The AHA first published women-specific clinical recommendations for prevention of CVD in 1999. One of the major changes with the present guidelines compared with earlier ones, executive writing committee and expert panel members of the guidelines wrote, was that the benefits and risks observed in clinical practice of preventive therapies were strongly considered, and recommendations were not limited to evidence of benefits observed in clinical research.

“Hence, in the transformation from ‘evidence-based’ to ‘effectiveness-based’ guidelines for the prevention of CVD in women, the panel voted to update recommendations to those therapies that have been shown to have sufficient evidence of clinical benefit for CVD outcomes,” the writing committee and panel members wrote.

The updated guidelines now include modifications to the risk classification algorithm that acknowledge several 10-year risk equations for predicting 10-year global CVD risk, such as the updated Framingham CVD risk profile and Reynolds risk score for women.
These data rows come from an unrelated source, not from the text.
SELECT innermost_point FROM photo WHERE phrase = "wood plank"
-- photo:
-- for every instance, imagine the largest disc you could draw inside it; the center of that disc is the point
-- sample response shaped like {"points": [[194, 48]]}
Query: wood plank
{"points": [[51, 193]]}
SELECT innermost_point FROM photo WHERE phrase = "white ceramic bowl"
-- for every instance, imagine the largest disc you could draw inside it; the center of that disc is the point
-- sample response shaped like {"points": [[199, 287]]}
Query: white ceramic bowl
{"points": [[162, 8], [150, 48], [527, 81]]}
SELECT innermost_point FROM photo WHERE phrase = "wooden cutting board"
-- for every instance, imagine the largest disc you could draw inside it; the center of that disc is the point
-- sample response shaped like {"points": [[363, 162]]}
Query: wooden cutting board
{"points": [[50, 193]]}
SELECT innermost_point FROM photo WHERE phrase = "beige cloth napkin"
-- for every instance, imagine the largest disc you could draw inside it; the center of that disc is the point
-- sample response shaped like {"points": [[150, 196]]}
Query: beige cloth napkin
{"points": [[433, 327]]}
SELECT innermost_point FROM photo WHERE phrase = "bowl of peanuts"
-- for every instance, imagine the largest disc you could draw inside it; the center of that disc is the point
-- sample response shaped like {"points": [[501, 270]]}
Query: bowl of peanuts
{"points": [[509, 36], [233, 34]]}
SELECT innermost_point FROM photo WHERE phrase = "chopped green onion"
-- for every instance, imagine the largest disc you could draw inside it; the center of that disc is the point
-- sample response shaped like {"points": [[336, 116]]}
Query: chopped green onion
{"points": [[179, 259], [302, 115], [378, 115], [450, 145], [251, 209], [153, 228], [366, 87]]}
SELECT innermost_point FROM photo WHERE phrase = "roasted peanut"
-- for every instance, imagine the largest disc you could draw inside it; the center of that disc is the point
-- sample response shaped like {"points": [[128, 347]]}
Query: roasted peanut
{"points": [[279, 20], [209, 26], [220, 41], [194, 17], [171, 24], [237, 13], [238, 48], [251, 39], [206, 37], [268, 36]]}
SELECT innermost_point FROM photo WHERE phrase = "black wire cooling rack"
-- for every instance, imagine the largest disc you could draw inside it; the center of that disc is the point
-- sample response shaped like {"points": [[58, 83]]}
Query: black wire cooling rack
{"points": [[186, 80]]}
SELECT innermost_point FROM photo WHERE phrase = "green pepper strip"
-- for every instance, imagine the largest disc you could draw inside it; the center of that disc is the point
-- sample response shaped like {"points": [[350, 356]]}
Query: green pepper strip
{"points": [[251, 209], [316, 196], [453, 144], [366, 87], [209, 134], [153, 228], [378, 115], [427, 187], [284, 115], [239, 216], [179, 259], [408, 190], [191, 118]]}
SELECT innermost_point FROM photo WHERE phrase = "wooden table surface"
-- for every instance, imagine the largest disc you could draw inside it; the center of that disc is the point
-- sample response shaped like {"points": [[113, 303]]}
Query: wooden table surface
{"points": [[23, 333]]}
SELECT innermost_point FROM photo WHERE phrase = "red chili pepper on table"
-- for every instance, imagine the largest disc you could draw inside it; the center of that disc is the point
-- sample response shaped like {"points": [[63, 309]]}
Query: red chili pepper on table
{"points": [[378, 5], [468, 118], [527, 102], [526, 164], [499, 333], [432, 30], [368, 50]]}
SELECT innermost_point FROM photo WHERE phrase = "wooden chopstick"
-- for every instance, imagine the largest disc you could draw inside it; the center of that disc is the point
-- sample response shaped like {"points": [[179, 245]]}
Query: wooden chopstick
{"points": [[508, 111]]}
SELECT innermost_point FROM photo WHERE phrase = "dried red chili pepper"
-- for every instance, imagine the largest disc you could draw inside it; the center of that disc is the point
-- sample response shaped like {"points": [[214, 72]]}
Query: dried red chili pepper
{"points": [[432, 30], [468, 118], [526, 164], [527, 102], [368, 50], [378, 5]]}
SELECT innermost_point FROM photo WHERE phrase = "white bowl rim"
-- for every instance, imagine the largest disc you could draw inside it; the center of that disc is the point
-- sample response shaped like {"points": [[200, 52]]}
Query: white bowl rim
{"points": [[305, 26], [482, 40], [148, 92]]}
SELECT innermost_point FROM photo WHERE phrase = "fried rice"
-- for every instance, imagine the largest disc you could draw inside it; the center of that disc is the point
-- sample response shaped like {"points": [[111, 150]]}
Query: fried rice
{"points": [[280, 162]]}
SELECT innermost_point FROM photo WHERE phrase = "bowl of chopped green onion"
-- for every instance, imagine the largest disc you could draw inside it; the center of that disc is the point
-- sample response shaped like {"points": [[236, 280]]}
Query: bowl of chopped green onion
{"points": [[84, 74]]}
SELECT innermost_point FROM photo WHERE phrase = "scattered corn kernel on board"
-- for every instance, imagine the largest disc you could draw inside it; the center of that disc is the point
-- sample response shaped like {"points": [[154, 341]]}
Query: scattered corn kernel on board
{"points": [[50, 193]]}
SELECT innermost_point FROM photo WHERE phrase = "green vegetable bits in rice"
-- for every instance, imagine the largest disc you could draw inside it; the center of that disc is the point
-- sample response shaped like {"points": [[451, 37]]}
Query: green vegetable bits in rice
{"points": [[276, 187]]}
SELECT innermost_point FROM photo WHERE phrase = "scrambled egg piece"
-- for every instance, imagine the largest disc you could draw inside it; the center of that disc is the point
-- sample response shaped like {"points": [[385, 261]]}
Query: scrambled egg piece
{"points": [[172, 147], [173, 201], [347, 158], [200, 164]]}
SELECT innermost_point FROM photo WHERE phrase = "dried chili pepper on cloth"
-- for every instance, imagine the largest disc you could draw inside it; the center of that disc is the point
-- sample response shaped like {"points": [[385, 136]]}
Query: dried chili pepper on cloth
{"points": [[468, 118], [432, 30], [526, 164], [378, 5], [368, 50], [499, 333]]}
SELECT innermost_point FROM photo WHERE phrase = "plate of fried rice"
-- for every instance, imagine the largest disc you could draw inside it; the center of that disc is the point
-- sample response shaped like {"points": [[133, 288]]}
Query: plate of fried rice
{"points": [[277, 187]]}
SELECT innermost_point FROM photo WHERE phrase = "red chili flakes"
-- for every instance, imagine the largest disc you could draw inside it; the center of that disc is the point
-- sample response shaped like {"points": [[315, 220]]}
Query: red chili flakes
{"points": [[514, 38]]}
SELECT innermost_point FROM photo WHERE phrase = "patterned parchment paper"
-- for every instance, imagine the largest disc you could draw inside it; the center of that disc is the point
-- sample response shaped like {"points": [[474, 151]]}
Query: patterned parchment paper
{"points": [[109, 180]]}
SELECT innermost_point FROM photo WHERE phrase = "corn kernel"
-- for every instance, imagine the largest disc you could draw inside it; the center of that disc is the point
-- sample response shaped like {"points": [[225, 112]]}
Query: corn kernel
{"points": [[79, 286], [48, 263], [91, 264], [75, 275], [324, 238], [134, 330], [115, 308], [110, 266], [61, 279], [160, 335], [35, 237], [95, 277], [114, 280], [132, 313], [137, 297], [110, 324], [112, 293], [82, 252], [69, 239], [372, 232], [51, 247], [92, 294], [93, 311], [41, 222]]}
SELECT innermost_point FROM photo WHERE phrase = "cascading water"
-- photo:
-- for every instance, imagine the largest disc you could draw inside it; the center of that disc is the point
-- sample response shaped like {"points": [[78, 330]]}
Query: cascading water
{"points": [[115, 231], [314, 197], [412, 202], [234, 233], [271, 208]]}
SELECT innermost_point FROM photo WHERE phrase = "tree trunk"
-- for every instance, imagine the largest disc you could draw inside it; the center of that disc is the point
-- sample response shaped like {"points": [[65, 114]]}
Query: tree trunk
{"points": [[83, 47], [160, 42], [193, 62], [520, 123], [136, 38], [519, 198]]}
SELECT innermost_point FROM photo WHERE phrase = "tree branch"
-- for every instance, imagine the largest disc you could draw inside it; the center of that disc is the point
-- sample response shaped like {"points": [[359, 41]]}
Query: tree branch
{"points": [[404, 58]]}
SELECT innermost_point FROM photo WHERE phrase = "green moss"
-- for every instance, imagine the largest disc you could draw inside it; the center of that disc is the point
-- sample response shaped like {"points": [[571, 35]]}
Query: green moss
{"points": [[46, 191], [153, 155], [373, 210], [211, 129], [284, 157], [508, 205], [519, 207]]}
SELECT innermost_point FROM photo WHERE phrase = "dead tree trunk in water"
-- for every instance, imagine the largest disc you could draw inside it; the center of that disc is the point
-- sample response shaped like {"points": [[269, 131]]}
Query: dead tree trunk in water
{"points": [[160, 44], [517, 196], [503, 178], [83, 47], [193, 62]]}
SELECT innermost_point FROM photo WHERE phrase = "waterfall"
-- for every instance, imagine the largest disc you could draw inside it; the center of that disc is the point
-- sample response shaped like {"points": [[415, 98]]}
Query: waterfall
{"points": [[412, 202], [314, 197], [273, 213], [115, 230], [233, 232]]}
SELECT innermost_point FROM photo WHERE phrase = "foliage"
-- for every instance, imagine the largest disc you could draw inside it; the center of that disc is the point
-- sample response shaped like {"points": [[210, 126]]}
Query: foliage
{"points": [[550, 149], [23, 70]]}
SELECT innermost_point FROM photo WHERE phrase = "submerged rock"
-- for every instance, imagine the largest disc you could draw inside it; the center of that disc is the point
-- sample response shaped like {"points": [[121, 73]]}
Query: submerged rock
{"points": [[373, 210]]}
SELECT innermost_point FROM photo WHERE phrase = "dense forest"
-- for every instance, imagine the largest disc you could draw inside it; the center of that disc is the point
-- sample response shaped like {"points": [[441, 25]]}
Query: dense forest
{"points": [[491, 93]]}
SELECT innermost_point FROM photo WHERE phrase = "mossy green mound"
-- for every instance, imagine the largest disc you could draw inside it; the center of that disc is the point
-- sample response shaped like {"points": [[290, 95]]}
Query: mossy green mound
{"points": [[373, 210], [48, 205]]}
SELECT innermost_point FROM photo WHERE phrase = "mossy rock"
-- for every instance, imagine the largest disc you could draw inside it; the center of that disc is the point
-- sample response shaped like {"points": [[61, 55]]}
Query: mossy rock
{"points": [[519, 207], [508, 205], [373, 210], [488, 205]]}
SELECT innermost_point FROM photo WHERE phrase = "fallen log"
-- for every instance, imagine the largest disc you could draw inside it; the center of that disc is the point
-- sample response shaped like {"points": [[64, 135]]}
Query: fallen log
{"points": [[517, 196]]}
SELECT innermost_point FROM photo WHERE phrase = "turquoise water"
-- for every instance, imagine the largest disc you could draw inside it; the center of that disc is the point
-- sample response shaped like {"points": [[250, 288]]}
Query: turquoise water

The new threshold for defining high risk is at least a 10% 10-year risk of all CVD, instead of an at least 20% Framingham 10-year predicted risk for CHD alone, which had previously identified women at high risk in the 2007 update.

“Indeed, it is difficult for a woman<75 years of age, even with several markedly elevated risk factors, to exceed a 10% (let alone a 20%) 10-year predicted risk for CHD with the Adult Treatment Panel III risk estimator,” the guideline authors wrote.

Besides recognizing the importance of racial, ethnic and socioeconomic traits in determining a patient’s risk for CVD, the guidelines also include several illnesses that put a woman at risk, including gestational diabetes, preeclampsia and pregnancy-induced hypertension, as well as those that put her at high risk, including clinically manifest CHD and diabetes.

Because most of the data used to develop these guidelines was based on trials of CHD prevention, the authors said future guidelines “should consider recommendations for specific outcomes of particular importance to women, such as stroke.” This, they said, is particularly critical because 55,000 more women die of stroke than men every year before they reach the age of 75 years.

PERSPECTIVE

The guidelines are not substantially different from the 2007 version. The authors choose to focus on strategies for guideline implementation and cost-utility description in these updated guidelines.